Distributed Sparse Signal Recovery


Distributed Sparse Signal Recovery – Nearest-Nest Search involves the search for each user and the performance of these search algorithms, based upon the objective function of the algorithm(s) in each instance of the search objective. In this paper, the goal of this report is to identify the best query solution for each user. The main goal of the work is to find the best algorithm with the optimal search performance. The algorithm based system is based on a data driven approach and some specific rules and parameters were selected for solving search problems. Based on these rules and parameters, the proposed algorithm is implemented and tested.

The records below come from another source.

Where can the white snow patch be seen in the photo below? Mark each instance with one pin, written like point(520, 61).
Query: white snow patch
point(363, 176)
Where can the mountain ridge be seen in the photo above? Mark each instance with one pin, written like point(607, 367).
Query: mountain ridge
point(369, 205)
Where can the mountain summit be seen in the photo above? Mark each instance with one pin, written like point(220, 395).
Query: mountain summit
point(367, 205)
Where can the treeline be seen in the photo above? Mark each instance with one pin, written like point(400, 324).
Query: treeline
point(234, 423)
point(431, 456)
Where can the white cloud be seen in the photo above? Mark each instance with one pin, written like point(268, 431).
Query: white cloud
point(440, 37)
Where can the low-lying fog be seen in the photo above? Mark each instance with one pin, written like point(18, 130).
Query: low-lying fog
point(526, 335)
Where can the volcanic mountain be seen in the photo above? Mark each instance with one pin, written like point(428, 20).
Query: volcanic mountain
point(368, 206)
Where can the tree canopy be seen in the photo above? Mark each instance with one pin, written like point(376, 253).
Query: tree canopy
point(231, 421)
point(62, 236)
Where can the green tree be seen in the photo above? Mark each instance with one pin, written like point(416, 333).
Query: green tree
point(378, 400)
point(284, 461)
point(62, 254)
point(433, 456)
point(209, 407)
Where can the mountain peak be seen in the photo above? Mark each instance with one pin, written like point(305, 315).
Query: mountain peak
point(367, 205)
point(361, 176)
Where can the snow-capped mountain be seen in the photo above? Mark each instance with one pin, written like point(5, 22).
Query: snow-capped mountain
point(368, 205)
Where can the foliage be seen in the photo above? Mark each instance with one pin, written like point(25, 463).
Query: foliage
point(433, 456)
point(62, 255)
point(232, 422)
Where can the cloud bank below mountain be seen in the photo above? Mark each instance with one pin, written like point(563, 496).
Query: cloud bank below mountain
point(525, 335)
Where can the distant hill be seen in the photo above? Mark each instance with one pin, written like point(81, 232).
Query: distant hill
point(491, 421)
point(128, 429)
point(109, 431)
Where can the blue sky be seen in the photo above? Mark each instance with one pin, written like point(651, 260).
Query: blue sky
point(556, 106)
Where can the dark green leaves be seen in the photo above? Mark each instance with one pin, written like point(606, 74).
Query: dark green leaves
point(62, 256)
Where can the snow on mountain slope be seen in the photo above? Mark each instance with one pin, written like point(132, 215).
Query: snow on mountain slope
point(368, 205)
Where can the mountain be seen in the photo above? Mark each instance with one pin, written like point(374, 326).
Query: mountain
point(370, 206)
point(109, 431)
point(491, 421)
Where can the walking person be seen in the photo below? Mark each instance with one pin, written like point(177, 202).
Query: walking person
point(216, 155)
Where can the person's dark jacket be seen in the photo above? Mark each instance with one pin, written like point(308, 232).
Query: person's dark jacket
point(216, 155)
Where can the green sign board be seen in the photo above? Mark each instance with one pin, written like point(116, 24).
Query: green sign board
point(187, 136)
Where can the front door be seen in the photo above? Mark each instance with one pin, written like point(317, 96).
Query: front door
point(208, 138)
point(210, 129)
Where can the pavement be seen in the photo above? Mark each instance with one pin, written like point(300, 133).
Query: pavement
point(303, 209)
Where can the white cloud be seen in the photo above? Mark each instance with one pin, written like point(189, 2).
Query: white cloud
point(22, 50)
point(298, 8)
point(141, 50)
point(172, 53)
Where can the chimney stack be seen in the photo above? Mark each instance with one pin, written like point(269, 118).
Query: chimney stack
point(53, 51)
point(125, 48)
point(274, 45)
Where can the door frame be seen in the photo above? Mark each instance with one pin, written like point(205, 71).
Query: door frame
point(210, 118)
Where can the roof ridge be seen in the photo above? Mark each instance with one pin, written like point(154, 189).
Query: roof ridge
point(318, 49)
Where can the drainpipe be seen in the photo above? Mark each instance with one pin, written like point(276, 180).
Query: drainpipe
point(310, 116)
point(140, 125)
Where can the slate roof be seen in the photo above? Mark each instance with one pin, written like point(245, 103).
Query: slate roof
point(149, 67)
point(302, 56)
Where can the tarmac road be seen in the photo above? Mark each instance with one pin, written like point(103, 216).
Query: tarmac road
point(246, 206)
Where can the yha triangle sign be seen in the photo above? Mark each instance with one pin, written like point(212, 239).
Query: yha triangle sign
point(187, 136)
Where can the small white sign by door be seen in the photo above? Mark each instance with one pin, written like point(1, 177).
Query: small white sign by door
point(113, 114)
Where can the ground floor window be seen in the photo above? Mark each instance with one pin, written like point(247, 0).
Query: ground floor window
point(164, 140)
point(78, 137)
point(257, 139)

With the advent of deep learning (DL), the training problem for deep neural networks (DNNs) has become very challenging. It involves extracting features from the input data in order to achieve a desired solution. However, it is often the only possible solution which can be efficiently achieved. To tackle this problem, the training process can be very parallelized. In this work we propose a novel multi-task learning framework for deep RL based on Multi-task Convolutional Neural Networks (Mt. Conv.RNN), which is capable of training multiple deep RL models simultaneously on multiple DNNs. The proposed method uses a hybrid deep RL framework to tackle the parallelization problem in a single application. The proposed method also provides fast and easy to use pipelines based on batch coding. Extensive experiments shows that the proposed multi-task deep RL method is able to achieve state-of-the-art accuracy on real-world datasets, even with training time of several hours on a small subset of datasets such as HumanKernel, and outperforms the state-of-the-art DNN based method on multiple datasets.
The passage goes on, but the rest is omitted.